Minorité et proposition de loi relative au non consentement

Depuis plusieurs mois maintenant, la population française prend pleinement conscience du fléau que représentent les violences sexuelles commises sur mineurs.

Cette connaissance a pu notamment se faire par le biais d’affaires judiciaires portées, pour certaines, à la connaissance du public sous la forme d’ouvrages littéraires (Le Consentement , La Familia grande , Un si long silence ) ou encore de décision de justice prises par différents magistrats.

Deux réalités sont alors devenues incontournables :

• Il a existé une connivence sociale telle qu’elle a permis la perpétuation des atteintes, des agressions et des viols ;

• la récurrence des témoignages et la libération de la parole sur les réseaux sociaux ont illustré la multitude de souffrances individuelles qui n’ont pas, jusqu’à présent, réussi à s’exprimer.

Il était alors urgent de légiférer sur le sujet et c’est en ce sens qu’a vu le jour la proposition de loi renforçant la protection des mineurs victimes de violences sexuelles, n° 3721, déposée le mardi 5 janvier 2021.

Actuellement, tout acte de nature sexuelle sur un mineur de moins de 15 ans est considéré comme une « atteinte sexuelle », soit un délit puni de sept ans d’emprisonnement. S’il est également prouvé que ces faits ont été commis avec les circonstances de « violence, contrainte, menace ou surprise », l’infraction devient alors un crime puni de 20 ans de réclusion criminelle.

La preuve de ces circonstances aggravantes a pu être résumée dans le langage usuel à la « preuve du consentement ».

La proposition de loi a souhaité créer des infractions autonomes pour évacuer la question du consentement des affaires judiciaires d’ordre sexuel impliquant des mineurs agissant tant sur le terrain du droit commun que sur celui particulier des relations incestueuses.

1. La sanction des atteintes sexuelles sur mineurs de quinze ans

Par « mineur de quinze ans », il faut comprendre mineur âgé de 14 ans maximum.
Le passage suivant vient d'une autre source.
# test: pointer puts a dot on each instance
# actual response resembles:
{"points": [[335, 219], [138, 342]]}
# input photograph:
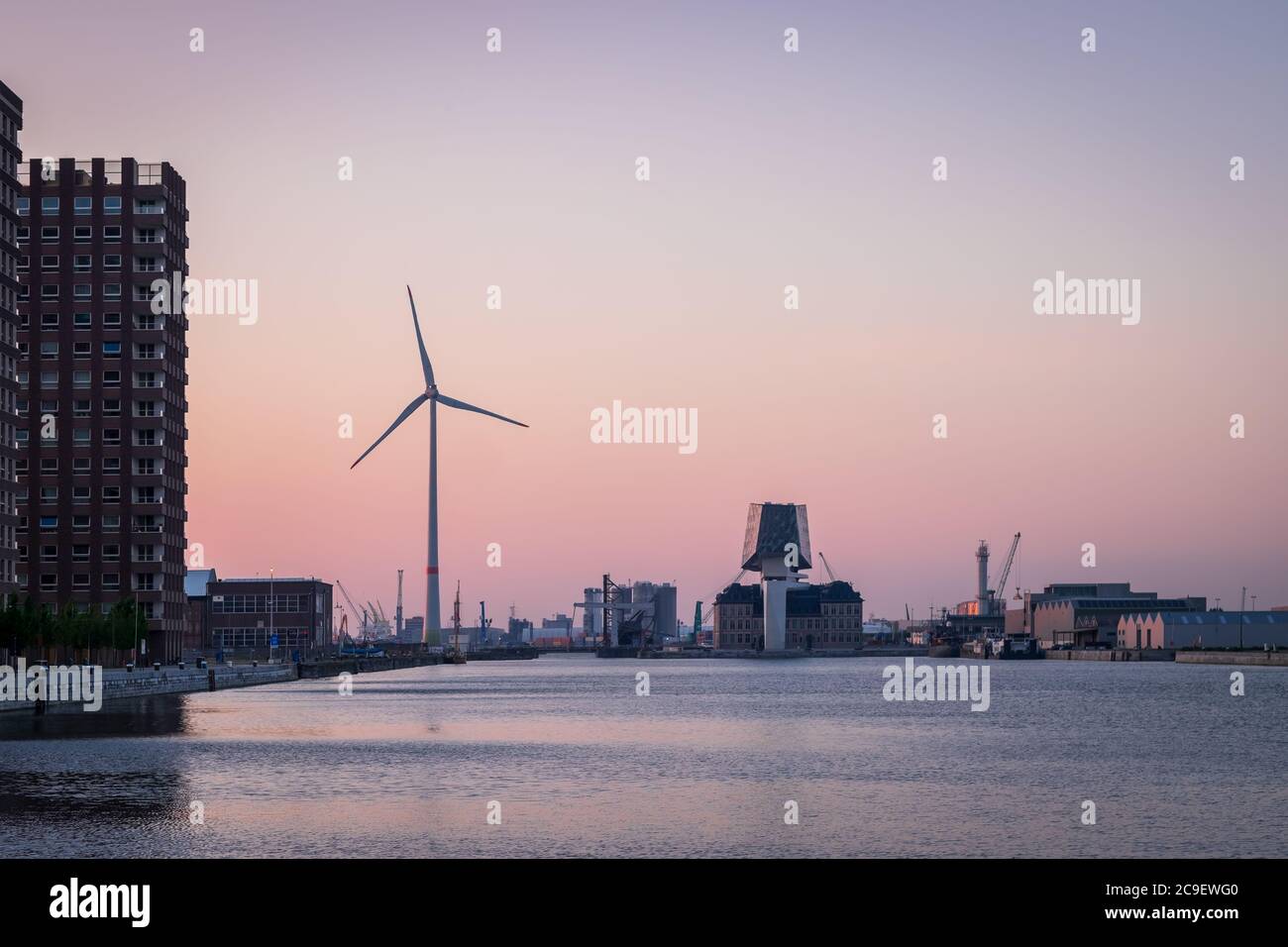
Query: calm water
{"points": [[702, 767]]}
L’apport majeur de la proposition de loi est de créer une présomption irréfragable de non consentement pour tout mineur de 15 ans, victime d’acte de viol.

Cela impliquera donc deux choses :

• pour ces faits et compte tenu de l’âge de la victime, il ne sera plus nécessaire de rapporter la preuve de la commission des faits avec les circonstances de « violence, contrainte, menace ou surprise » dans la mesure où ces circonstances seront considérées comme automatiquement présentes,

• le caractère « irréfragable » de cette présomption de non consentement est particulièrement fort puisqu’il interdit au défendeur d’apporter la preuve contraire.

En ayant recours à ce type de présomption connue en droit (et s’opposant à la présomption simple qui, elle, peut supporter la preuve contraire), le pouvoir législatif a voulu réaliser une opération forte de sens dans la mesure où ces présomptions sont très peu nombreuses en droit français.

Il serait possible de critiquer l’âge minimal choisi, ce qu’ont d’ailleurs fait plusieurs associations de défense des mineurs, réclamant la fixation de ce seuil à l’âge de 15 ans, dans la mesure où de nombreuses victimes d’atteinte sexuelle sont des adolescents de 13 à 15 ans.

Il est alors possible d’apaiser ces critiques en rappelant qu’en tout état de cause, ces mineurs restent protégés par les termes de l’article 222-23 du code pénal, qui condamne tout fait de viol avec les circonstances de « par violence, contrainte, menace ou surprise ».

2. La répression des atteintes incestueuses commises sur des mineurs

Les articles 3 et 4 de la proposition de loi précisent les auteurs expressément visés pour ces infractions et visent dès lors :

– un ascendant ;

– un frère, une sœur, un oncle, une tante, un neveu, une nièce ;

– le conjoint, le concubin, d’une des personnes citées plus haut, ou son partenaire lié par un pacte civil de solidarité, s’il a sur la victime une autorité de droit ou de fait.

Cette proposition de loi, déposée le 5 Janvier 2021 a été transmise à la Commission des lois constitutionnelle qui l’a adoptée le 18 Février dernier.

Le texte est donc soumis au Sénat pour première lecture ; si ce dernier adopte la proposition de loi sans la modifier, celle pourra alors être votée.

La rapidité d’adoption de cette proposition doit être soulignée dans la mesure où les délais habituels de « navette parlementaire » se comptent en nombreux mois.

C’est donc la preuve que le sujet qu’elle traite fait l’unanimité et constitue à l’heure actuelle une urgence législative voire sociétale.